The supermarket chains are not always blameworthy. Their missionary efforts have helped to ensure that wine drinking in Britain is much less bedevilled by social anxiety than it used to be. There was a time when Mateus rosé, God help us, exploited that in its TV ads. The boss invited home for dinner: how could the husband navigate the social minefield of serving wine? Answer, Mateus rosé. How sad. If I am ever asked about wine by someone who professes to know nothing, I always make three points. First, trust your taste buds and your nose. If the wine smells like a car engine, there is something wrong — and not with your olfactory system. Second, if you are so inclined, there is a lot of enjoyment to be had from wine lore. Third, and above all, wine drinking is fun: nunc est bibendum. Solemnity and concentration should always be mingled with sensuality and revelry.
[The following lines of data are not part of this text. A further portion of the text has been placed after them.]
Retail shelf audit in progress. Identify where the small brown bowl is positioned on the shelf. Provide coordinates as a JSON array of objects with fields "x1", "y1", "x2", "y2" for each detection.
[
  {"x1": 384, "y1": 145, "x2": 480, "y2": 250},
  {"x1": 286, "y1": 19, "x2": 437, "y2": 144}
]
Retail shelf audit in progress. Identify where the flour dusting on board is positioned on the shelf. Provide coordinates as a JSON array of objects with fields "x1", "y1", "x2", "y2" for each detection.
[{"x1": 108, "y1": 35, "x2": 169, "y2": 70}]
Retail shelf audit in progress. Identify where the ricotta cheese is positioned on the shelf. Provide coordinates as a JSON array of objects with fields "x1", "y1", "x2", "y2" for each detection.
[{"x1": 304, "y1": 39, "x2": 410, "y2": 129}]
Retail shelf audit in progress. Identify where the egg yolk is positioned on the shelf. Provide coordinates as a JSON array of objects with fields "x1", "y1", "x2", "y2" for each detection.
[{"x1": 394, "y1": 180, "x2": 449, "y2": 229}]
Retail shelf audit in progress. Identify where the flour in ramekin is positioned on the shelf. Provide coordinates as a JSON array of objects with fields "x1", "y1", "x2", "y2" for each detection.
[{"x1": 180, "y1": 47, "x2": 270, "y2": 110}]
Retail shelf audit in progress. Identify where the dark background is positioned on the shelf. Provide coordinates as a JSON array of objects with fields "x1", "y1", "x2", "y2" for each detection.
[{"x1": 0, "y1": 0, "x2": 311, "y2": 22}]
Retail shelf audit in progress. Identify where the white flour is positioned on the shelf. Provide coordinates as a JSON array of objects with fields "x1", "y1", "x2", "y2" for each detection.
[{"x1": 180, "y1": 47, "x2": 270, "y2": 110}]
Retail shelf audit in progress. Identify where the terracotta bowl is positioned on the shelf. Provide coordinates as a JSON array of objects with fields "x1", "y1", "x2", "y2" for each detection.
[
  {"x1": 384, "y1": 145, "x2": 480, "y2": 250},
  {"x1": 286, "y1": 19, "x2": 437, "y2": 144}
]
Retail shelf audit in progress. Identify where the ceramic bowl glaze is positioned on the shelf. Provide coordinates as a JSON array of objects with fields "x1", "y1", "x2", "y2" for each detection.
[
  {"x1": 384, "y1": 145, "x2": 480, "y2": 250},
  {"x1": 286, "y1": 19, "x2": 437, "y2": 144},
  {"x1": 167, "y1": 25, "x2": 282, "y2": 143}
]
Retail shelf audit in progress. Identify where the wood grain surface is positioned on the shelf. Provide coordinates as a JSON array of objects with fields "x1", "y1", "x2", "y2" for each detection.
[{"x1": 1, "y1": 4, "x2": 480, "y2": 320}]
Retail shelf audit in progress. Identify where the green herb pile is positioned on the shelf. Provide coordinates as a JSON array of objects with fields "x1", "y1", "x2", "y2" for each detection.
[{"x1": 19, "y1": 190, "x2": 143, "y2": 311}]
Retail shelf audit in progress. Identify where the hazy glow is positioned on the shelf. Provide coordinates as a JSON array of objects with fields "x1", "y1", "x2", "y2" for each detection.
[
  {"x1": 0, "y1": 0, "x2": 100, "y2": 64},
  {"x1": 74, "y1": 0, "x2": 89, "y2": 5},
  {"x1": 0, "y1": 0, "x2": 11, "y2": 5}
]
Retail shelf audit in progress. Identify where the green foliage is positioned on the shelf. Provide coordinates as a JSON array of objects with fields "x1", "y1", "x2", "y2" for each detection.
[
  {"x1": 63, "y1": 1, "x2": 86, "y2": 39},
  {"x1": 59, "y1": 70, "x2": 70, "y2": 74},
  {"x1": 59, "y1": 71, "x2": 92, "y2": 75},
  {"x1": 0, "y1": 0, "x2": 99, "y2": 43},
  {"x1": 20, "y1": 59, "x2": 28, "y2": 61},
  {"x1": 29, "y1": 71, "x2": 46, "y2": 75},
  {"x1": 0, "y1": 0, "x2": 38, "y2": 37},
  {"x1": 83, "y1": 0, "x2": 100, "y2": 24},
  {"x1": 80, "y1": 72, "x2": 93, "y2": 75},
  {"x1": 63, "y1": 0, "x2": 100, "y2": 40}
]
The Greeks and the Romans understood this, which their temple ceremonies reflected. So do Messrs Berry Bros. in their temple at the foot of St James’s Street, where they have been dispensing pleasure for more than 300 years. They were in business before the Union of 1707. They are also in considerably better shape. While half of Scotland wishes to turn its back on the world economy, Berry Bros. embraces it. Simon Berry described a recent tasting at which a sophisticated, self-confident Chinaman was being twitted by Brits who knew that he would be able to cope. He was. Spreading his arms in mock self-deprecation, he said: ‘This, from people who put milk in their tea.’
Berrys’ premises have a reverential aspect. In ‘Little Gidding’, T.S. Eliot writes of a place where prayer has been valid; where his own prayers blend with those of the reverend dead.